Judging is a depth task. These agents are not trying to re-extract every data point - they are trying to validate a smaller set of critical fields with high confidence. Because the judging agents are focused on a limited number of data points, they have access to a larger context and are able to efficiently cross-reference values across documents, check for internal consistency, and verify that each value is supported by the source.

4. Distribution analysis gives us statistical confidence

Across the sample, we build a distribution of quality scores. Unlike a simple accuracy percentage, confidence intervals tell us how reliable that measurement is given our sample size. This lets us compute proper confidence intervals at run-time rather than just point estimates.

We also track these metrics over time to detect otherwise silent quality regressions. If for example, contractor payroll extraction suddenly dips, this could reflect a regression in the pipeline, drift in a critical model, or the need for fine tuning of the parameters for the coupled AI system. If a new LLM becomes available, it can immediately become a part of the AI system, and we can simultaneously route extraction tasks and evaluate its accuracy in real time – and whether that improvement is real or noise. 

Conclusion

The promise of AI in insurance underwriting isn't just automation - it's reliable automation. Underwriters need to trust the data they're seeing, and that trust can't be assumed. It must be measured, tracked, and continuously earned.

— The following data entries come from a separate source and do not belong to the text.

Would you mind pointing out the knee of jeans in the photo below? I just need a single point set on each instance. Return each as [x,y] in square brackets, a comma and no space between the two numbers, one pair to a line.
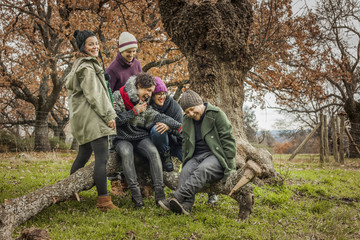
[124,150]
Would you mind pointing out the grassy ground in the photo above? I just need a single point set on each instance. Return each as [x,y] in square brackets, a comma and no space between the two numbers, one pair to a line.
[316,202]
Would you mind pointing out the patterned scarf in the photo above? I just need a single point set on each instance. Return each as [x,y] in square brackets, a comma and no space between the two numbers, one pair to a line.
[128,104]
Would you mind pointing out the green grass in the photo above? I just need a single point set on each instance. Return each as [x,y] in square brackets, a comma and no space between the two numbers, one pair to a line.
[315,202]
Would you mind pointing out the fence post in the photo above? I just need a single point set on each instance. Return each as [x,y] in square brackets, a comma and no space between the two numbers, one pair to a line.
[304,142]
[326,139]
[335,137]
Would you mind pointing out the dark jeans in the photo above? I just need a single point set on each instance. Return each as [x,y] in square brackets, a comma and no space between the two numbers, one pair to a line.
[198,171]
[164,142]
[145,148]
[101,152]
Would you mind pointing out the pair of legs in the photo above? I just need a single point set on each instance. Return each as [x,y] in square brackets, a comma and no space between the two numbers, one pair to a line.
[165,142]
[100,148]
[145,148]
[197,172]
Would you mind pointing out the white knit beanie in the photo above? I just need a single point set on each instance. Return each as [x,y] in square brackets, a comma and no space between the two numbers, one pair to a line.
[126,41]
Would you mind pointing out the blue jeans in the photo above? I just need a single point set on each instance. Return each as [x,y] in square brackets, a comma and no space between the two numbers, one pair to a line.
[145,148]
[164,142]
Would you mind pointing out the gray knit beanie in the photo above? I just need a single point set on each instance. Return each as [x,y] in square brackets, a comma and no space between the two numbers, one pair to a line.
[190,99]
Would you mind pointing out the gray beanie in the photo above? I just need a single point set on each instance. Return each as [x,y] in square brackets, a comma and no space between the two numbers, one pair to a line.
[190,99]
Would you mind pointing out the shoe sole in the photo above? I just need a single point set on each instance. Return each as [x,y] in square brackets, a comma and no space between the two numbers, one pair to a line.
[161,204]
[176,207]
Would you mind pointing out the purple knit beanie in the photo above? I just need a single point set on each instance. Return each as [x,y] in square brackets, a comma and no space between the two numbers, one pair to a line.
[160,86]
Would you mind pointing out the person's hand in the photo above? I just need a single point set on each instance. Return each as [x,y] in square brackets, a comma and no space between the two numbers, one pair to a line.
[111,124]
[161,127]
[141,107]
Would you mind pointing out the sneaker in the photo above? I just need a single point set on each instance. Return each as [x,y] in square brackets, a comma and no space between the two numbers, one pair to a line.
[138,204]
[117,188]
[164,203]
[176,207]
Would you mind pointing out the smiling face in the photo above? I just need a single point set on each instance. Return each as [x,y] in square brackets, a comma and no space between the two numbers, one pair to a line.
[145,93]
[159,98]
[92,46]
[129,54]
[195,112]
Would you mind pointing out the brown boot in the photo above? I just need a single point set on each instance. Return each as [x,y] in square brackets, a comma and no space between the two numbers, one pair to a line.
[117,188]
[104,203]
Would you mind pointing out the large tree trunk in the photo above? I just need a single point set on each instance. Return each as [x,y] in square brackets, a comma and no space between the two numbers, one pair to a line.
[17,211]
[41,131]
[213,35]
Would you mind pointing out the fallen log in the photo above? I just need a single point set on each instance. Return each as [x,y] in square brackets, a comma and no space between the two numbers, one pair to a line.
[14,212]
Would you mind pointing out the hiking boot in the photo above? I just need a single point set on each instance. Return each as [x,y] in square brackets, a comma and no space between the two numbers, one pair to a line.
[117,188]
[213,198]
[146,191]
[137,198]
[166,161]
[165,204]
[176,207]
[159,194]
[104,203]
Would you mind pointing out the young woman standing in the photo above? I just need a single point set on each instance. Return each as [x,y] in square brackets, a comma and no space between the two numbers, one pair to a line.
[92,117]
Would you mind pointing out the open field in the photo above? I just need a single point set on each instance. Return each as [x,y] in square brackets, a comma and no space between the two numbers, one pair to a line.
[315,202]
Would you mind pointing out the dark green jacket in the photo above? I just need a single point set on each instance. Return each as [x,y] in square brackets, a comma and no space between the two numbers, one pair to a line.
[216,131]
[89,101]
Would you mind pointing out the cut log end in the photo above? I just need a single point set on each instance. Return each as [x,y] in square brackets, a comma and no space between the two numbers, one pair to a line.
[252,169]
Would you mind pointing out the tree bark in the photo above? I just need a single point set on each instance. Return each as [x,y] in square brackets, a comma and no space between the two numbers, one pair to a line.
[353,114]
[41,132]
[213,36]
[341,138]
[18,210]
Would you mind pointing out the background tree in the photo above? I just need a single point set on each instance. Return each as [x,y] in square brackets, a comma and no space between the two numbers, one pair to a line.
[322,64]
[37,49]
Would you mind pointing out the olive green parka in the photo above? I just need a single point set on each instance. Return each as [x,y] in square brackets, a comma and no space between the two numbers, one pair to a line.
[89,101]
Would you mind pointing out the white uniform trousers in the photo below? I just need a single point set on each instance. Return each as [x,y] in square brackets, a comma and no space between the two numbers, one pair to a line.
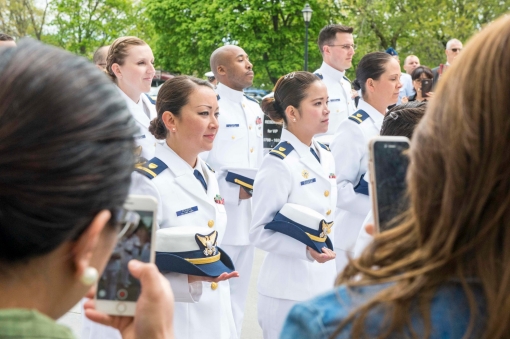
[242,257]
[272,313]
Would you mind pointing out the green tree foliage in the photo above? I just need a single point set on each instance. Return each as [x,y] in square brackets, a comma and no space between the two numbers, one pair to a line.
[81,26]
[20,18]
[271,32]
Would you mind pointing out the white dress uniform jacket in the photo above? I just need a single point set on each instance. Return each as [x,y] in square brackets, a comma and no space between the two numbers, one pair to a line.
[340,103]
[288,272]
[350,150]
[145,139]
[177,189]
[238,143]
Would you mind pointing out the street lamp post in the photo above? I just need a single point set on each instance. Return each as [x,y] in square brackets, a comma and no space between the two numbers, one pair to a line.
[307,15]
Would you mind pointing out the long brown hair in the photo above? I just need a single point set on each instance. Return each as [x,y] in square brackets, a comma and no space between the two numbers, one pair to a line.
[459,184]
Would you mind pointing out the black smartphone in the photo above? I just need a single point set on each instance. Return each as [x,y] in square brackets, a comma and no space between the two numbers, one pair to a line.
[388,167]
[426,86]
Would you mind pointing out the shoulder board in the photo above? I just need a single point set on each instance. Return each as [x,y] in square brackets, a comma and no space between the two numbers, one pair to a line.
[250,98]
[209,167]
[359,116]
[324,146]
[151,168]
[282,150]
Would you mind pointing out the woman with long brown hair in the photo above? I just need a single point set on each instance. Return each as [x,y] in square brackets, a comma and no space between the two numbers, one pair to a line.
[444,272]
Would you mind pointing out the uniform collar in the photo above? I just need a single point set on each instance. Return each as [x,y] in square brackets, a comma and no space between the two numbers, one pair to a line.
[226,92]
[299,147]
[376,116]
[332,72]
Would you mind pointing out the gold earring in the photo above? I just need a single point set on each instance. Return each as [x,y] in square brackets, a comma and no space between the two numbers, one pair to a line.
[89,276]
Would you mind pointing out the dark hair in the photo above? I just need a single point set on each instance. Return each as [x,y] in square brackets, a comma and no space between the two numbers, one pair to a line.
[6,37]
[118,52]
[371,66]
[402,119]
[289,90]
[172,97]
[418,71]
[328,34]
[66,151]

By coupling extraction agents with judging agents, Kalepa's AI systems make that trust quantifiable. We measure confidence in extraction in real time. We detect quality regressions and address their root causes. Most importantly, our coupled agent architecture enables the system to improve systematically - not reactively - with each judging agent evaluation strengthening the extraction pipeline's reliability.

This is what separates Professional Grade AI from demos. The models are powerful, but imperfect - and making them underwriting-reliable requires sophisticated QA technology built with the same rigor as the AI systems themselves.  Kalepa has built exactly that, so our underwriting AI can deliver the accuracy commercial insurance demands.